3 descobertas recentes de pesquisas sobre interação humano-IA



À medida que a IA se torna cada vez mais integrada nas nossas vidas quotidianas, pode ser difícil saber onde nos concentrar na tentativa de compreender o mundo em mudança. Ainda assim, é importante ter discussões e debates instigantes sobre o mundo que se desenrola diante de nós.

É claro que nem todos são a favor de tais debates. Aqueles que defendem o avanço das novas tecnologias podem sentir-se motivados a agir primeiro e pensar depois. Mas isso provavelmente não é um sábio abordagem.

Pesquisas recentes estão nos ajudando a compreender melhor a tendência emergente da interação humano-IA. Consideremos três estudos de investigação que nos ajudam a concentrar-nos nas questões-chave para que possamos tomar decisões mais informadas sobre o futuro.

O primeiro estudo (Di Dio et al., 2025) analisou a nossa experiência de arte feita por inteligência artificial. Ele questionou se saber que uma obra de arte foi criada por um bot afeta os julgamentos de beleza que tendemos a fazer sobre a obra.

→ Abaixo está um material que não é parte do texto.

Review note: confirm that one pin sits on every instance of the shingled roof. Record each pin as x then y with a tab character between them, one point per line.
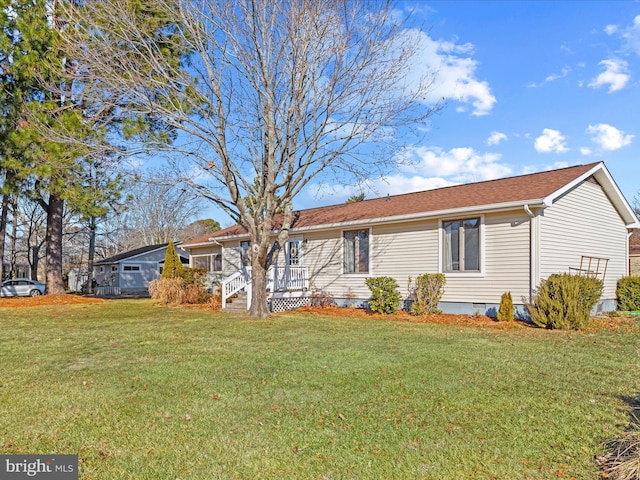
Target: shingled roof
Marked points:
131	253
531	189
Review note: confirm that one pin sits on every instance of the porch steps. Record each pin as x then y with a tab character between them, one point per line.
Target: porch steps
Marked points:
237	303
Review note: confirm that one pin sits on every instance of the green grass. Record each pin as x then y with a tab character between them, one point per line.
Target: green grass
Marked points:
146	392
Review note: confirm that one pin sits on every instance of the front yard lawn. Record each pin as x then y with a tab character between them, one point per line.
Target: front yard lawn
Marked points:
146	392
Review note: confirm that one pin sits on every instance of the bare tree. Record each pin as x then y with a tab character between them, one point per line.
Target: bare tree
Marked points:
158	213
268	95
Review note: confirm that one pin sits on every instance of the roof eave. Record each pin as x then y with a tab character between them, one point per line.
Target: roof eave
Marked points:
498	207
610	188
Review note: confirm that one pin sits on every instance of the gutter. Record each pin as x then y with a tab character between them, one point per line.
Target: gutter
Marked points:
498	207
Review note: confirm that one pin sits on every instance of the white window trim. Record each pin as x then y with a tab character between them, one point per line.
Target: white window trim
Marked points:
296	238
342	259
131	265
192	262
482	232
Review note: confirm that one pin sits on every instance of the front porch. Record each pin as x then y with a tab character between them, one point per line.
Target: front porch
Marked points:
287	287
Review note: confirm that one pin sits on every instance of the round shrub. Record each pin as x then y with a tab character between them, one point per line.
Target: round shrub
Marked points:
385	295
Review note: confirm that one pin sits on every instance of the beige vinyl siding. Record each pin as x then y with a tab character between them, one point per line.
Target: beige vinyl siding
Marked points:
634	265
413	248
506	263
405	250
322	254
583	222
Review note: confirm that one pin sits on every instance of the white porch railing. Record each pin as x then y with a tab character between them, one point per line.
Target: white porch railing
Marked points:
279	279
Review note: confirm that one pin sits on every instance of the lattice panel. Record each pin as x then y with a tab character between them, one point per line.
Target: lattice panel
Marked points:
289	303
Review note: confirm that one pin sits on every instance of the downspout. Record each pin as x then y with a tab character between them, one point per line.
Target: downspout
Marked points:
629	233
533	251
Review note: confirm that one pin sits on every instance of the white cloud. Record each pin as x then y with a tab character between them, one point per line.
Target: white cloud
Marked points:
555	76
608	137
615	75
550	141
630	34
462	164
455	73
496	137
610	29
424	168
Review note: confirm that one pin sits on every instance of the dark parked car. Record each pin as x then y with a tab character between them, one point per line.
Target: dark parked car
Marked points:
21	287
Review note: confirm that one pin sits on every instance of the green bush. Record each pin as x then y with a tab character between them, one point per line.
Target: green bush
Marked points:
506	313
426	293
192	275
628	293
385	296
565	301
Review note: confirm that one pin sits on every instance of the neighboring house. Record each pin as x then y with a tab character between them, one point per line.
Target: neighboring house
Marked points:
487	238
634	260
130	272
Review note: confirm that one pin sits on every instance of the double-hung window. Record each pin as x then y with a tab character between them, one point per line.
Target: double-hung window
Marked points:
356	251
211	262
461	245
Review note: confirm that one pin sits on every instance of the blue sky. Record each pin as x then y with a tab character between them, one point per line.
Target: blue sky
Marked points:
529	86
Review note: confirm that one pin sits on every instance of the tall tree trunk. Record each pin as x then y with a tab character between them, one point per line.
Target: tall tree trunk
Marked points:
13	261
35	253
3	230
259	307
55	210
92	253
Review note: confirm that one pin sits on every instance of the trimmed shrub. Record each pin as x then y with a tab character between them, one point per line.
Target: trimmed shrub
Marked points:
565	301
506	312
426	293
320	298
628	293
385	296
172	264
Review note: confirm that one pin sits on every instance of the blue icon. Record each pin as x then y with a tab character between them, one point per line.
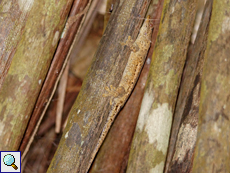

Os participantes do estudo foram convidados a avaliar a beleza das obras de arte feitas por humanos e bots de IA.

Obras de arte conhecidas por serem de autoria humana receberam classificações mais altas de beleza artística do que a arte robótica. Uma descoberta interessante foi que aqueles que acreditavam que os robôs são capazes de criatividade tendiam a formar julgamentos estéticos mais elevados sobre a arte robótica. Isto levanta a questão de saber se, à medida que os seres humanos se habituarem mais a interagir com a IA nos próximos anos, será mais comum – com ou sem razão – atribuir criatividade genuína aos bots.

O segundo estudo (Chu et al., 2025) analisou intimidade e anexo em interações humano-IA.

Ele estudou 17.000 conversas de usuários de chatbots compartilhadas em fóruns do Reddit.

No geral, descobriu-se que os chatbots imitam as emoções do usuário, promovendo a intimidade ao implantar respostas sincronizadas e validar a auto-revelação.

O termo “bajulação emocional” refere-se a um chatbot que amplifica emoções negativas ou inadequadas, potencialmente aprofundando a dependência ou angústia dos usuários.

Os autores do estudo sugerem que, como tal bajulação é comum nas interações humano-chatbot, os usuários vulneráveis ​​enfrentam riscos quando se trata de equilibrar o envolvimento emocional com o seu bem-estar.

O terceiro estudo (Folk et al., 2025) analisou a variação cultural na forma como as pessoas experimentam os chatbots sociais.

Os pesquisadores estudaram as atitudes em relação aos chatbots de adultos que vivem na América, no Japão e na China.

Descobriu-se que os participantes do Leste Asiático endossavam um nível mais elevado de antropomorfismo do que os americanos. O antropomorfismo é a tendência de interpretar coisas não humanas em termos de características humanas ou pessoais. Descobriu-se que os americanos têm menos probabilidade do que os asiáticos orientais de humanizar os chatbots.

Correspondendo a esta diferença no antropomorfismo, os participantes do Leste Asiático tinham opiniões mais favoráveis ​​em relação às conversas entre humanos e chatbots sociais do que os americanos.

Um ponto mais amplo a retirar deste estudo é que, à medida que nos envolvemos na discussão e no debate sobre a “experiência humana da IA”, precisamos de ter clareza sobre quais os seres humanos que temos em mente. Nem todos vivenciam a IA da mesma maneira. As evidências emergentes apontam para efeitos importantes decorrentes da cultura e personalidade que influenciam a forma como nos sentimos em relação à IA.

Vivemos em um era algomoderna em que enfrentamos uma incerteza persistente sobre o que é real e artificial. Tornou-se norma termos que verificar se as coisas são reais ou falsas. Esta situação não mostra sinais de abrandamento à medida que as nossas vidas se tornam cada vez mais definidas pelos apegos que formamos em relação aos bots de IA.